I got 5.4 grams of gold from my fingers, heres a couple picture:






theres a bit of frosting on the surface due to a dirty crucible, I plan on re-refining my gold anyways, so its not a big deal. besides, im not selling, hehehee. :lol:


----------



## NobleMetalWorks (Jan 25, 2013)

I thought about it, it's only really useful for people who refine on a small scale. The big refineries incinerate the same type of material, and process it much faster.

Soon as I have it set up in the new facility I'll post pictures and information. I decided to share it with no inhibitions. And if it helps other people, then so much the better. I feel I owe this forum and the people associated with it far more than one little design could ever make up. And by posting it, others very well, and most likely will improve upon my design and make something that works even better that I will in turn benefit from.

It's also mostly off the shelf technology, so I cannot really claim to have invented anything, just putting the right pieces together if that makes any sense.

Scott


----------



## kronix (Jan 25, 2013)

yeah, I guess when your processing thousands of pounds its more economical to just incinerate, melt it all together and put your copper anode in the cell, recovering your values in the sludge. ( at least I think that's how it works lol) 

I have been on the forum for about a year now, and still I feel like im just barely scratching the surface on all the knowledge contained here, but I think I have come a long way. im going to perform my first karat scrap refining today with 20 grams of 6 karat, I already inquarted it about a week ago. I had to use copper, as I had no silver, although that will change soon. I know it will use almost 3 times the amount of nitric, but I had to make due.

I have always been a tinkerer, I like building things, and experimenting, which is probably why I may have annoyed a few members here at first, but now I know that the methods given here are tried and true, coming from years of experience. I now also know that to experiment, you must have a sound understanding of what your doing first or you wont know what the results are telling you. 

I have been a computer tech for about 7 years now, so its only logical that I try to wind a way to economically dispose of my wastes, and try to make a profit doing so. its funny the reason I started this was because my brother had a small amount of fingers and pins, and tried burning/melting them in his woodstove. needless to say his house smelled pretty bad for a day, and he came to me to figure it out. I never would have guessed that this would be something I greatly enjoy doing, and now I have networked a bit with people and I am making a little bit of money on the side, which helps as I have a 1.5 year old and a stay at home mom, so im the breadwinner. like I say to my wife, im having fun, and making money doing so. 
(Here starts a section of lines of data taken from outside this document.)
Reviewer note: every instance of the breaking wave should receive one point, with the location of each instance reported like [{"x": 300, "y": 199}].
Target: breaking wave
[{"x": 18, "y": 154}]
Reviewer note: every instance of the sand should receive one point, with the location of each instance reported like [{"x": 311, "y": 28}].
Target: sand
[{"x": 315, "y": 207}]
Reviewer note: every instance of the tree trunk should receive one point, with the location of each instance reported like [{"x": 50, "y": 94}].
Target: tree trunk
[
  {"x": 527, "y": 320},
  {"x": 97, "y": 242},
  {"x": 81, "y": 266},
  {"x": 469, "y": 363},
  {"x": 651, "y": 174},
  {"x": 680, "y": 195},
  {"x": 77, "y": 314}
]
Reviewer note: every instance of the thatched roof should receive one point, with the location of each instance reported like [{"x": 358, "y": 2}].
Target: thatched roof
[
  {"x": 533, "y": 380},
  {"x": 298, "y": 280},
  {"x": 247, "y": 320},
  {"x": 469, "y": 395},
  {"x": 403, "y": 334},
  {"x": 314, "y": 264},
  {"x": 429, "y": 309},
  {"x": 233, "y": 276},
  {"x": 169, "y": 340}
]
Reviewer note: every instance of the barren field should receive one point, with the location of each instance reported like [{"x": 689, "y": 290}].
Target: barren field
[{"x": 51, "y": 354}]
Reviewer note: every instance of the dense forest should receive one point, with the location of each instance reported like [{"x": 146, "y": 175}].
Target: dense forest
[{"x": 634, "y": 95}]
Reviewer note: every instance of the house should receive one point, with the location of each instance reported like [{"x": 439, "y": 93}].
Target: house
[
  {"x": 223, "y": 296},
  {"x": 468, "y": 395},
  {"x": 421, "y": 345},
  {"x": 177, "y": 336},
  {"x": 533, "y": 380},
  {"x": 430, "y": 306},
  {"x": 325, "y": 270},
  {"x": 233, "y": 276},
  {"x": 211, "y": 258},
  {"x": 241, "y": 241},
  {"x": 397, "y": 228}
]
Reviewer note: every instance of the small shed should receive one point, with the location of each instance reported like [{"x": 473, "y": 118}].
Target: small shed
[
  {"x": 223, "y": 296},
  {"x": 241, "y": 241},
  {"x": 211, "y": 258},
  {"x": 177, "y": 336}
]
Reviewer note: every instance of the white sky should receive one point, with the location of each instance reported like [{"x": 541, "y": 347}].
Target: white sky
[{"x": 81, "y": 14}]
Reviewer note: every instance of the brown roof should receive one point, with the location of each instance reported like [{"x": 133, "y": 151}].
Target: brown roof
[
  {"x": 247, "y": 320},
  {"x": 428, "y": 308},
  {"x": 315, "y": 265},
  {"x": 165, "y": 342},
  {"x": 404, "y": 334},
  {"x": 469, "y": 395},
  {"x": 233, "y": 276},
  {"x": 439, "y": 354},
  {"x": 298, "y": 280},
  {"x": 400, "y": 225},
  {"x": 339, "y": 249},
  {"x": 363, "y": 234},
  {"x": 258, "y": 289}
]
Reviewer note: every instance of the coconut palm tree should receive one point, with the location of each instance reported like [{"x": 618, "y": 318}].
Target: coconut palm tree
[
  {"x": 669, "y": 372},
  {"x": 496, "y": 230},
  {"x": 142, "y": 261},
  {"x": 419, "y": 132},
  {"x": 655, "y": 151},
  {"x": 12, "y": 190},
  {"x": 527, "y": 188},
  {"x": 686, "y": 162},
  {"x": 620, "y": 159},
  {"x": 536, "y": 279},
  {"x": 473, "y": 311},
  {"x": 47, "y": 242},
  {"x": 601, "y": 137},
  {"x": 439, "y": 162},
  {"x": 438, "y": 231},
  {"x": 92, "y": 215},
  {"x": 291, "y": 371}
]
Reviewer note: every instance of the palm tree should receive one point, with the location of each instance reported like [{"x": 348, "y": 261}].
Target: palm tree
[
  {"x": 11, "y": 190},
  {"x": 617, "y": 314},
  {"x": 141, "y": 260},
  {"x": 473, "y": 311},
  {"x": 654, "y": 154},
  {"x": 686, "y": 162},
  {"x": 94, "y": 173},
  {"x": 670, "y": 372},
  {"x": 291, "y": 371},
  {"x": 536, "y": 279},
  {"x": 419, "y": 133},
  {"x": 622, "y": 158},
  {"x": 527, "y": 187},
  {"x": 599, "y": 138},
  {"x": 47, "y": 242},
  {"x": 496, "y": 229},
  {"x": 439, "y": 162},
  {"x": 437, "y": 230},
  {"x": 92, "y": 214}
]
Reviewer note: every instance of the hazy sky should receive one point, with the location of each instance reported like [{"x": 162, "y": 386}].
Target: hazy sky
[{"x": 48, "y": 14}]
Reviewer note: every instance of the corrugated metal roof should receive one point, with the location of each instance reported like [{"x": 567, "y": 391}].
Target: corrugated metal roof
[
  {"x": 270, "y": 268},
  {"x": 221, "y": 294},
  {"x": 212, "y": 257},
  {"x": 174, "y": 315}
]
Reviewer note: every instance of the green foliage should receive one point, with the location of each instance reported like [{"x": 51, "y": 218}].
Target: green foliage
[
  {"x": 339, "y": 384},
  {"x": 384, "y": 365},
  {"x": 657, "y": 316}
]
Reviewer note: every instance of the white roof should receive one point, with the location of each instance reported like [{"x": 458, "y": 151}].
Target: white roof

I cant wait to see your pictures scott, and im thankful for you sharing your design so readily. 

so, Im really happy that I found this community of great like minded people, its like my second family haha. 

cheers! - Ian


----------



## glondor (Jan 25, 2013)

Don't know if this has been covered, but I think there is a thread that addresses high volume of air. (Palladium I think). What I remember is the air volume pulverizes the foils to black powder.


----------



## kronix (Jan 25, 2013)

it actually wasn't that bad. I ran it 8 hours, let it sit overnight, on for an hour the next day, and it was done. Most of the foils stayed intact. I found that they were actually more whole this way as it was taking a week before with my other pump. I can see how it could cause a problem with thin gold plating though. I tried with some other boards and I could see it coming off like fine gold sand. I believe that my AP tank has quite a bit of fine gold that goes through my coffee filter. I'll have to get some wattman filters I guess. I processed close to 25 lbs of blank boards with gold contact points and only got about a gram of gold leading me to believe that its really fine powder, it was probably only 10 micro inches thick anyways.


----------